DNA is often called the “language of life.” As an example of a mathematical string, DNA is simply—and almost impenetrably—a massive string of four characters: A, C, G and T. Alberto Apostolico talks about DNA a lot.
“It’s the closest thing we have to a message from outer space,” says Apostolico, professor in the schools of Computational Science & Engineering and Interactive Computing. “We do not know where it comes from, understand very little of what it means and have no clue about where it is going.”
Apostolico works in string algorithms and combinatorics, two foundational areas of computer science. At its core, his research can be described as an extremely sophisticated form of pattern matching. Traditionally there’s been one central application area that’s served by such research, and that is the search domain. However, as computational capabilities have increased, so have the possible applications.
“The original problems in pattern matching were string searches, and the original charter of the field itself was to do searches,” Apostolico says. “But now there’s a shift to pattern discovery, meaning the combination of extraction of interesting patterns while at the same time assessing the probability that such patterns could happen by chance.”

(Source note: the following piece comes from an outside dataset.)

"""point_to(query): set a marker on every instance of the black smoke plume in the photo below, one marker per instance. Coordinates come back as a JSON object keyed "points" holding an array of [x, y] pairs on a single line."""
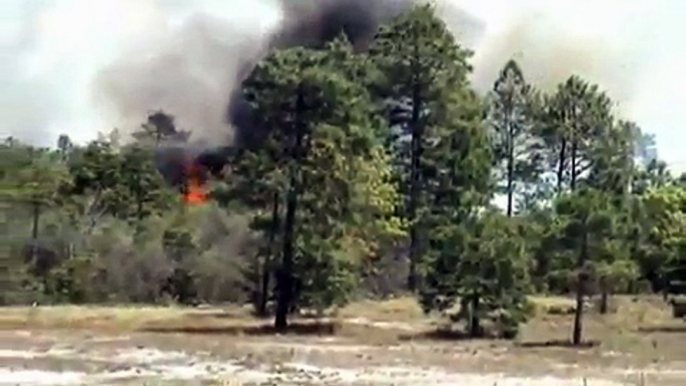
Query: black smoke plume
{"points": [[305, 23]]}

Genomics, he says, is the ideal arena for pattern discovery on a massive basis, due to the universe of genomic data now being produced (“There are more beautiful problems in biology than we can supply solutions,” he says). But it’s far from the only one.
In information security, the emergence of events or behaviors that depart signiﬁcantly from routine is cause for alert and scrutiny. Unusually dense sequences of highly similar messages may indicate fraudulent activity or a prelude to malicious attack. In computer architecture and software engineering, identifying frequent or similarcode segments can help to optimize hardware design or compiler parallelization.
The same techniques can help spot plagiarism and other forms of cheating—not just in computing and not just by students. Surprisingly high correlations in answer sheets exposed Chicago schoolteachers who were fixing tests to inflate their classrooms’ averages, as detailed in the 2006 book Freaknomics. Pattern-discovery algorithms like those Apostolico designs helped spot those anomalies.
There are even artistic applications: The application of different measures of text similarity to a corpus of Japanese poetry has revealed crucial connections (or honkadori, a specific kind of poetic allusion) previously unnoticed in literary circles.
“From my point of view, string algorithms have contributed some of the most visible, impactful applications in the world—namely, web text searching and sequencing the human genome, things that have changed everyday life,” Apostolico says.
His own everyday life has been occupied by strings since the late 1970s, when he was among the pioneers in the field. Indeed, in 1985 he co-edited the seminal Combinatorial Algorithms on Words, considered the manifesto of the field and still a foundational text. Apostolico’s co-editor? None other than Zvi Galil, now John P. Imlay Jr. Dean of Computing at Georgia Tech. A year earlier the pair had co-organized a NATO workshop and decided to collect in book form the sparse state of the art in string algorithms.
At that time, Apostolico estimates, there were only about 30 people working in the field. Ten years later, when they edited Pattern Matching Algorithms, the field had developed into a full-fledged CS specialty—one now undergoing “enormous changes.”
“How do you compare things that are essentially too big to compare, meaning that the old ways of computing are no longer feasible, meaningful, or both?” Apostolico says. “It’s one thing to compare and classify 30 proteins that are a thousand characters long; it’s another to compare a million species by their entire genomes, and then come up with a classification system for those species.”
Apostolico once captured this conundrum in a keynote paper, “Of Maps Bigger Than the Empire,” that examined cases of data mining and pattern discovery in which “synopses, indices and relationships seem to grow faster and bigger than the phenomena they were meant to encapsulate.” He took the paper’s title from ”On Exactitude in Science,” Argentinian author Juan Luis Borges’ tale of a fictitious kingdom whose cartographers created maps of increasingly large scale, until eventually they were every bit the size of the geographies they were created to represent (thus becoming useless).
Solving this dilemma across an array of application areas is a challenge Apostolico relishes.
“I’ve been enormously lucky in my life,” he says, explaining that he became a computer scientist at precisely the time when the field of string algorithms was about to blossom. He designed some of the fastest known algorithms in the field and was the first to point out the virtues of a ubiquitous data structure for string algorithms—one that’s proved worthy of study for three decades and counting. “This and other tools did not exist before. When I started out, it was much simpler. I was exposed to these things when they were still in their infancy.
“[String algorithms] are beautiful,” Apostolico says, almost offhandedly. “They are poetry. If you cannot be a poet, this is the next best thing.”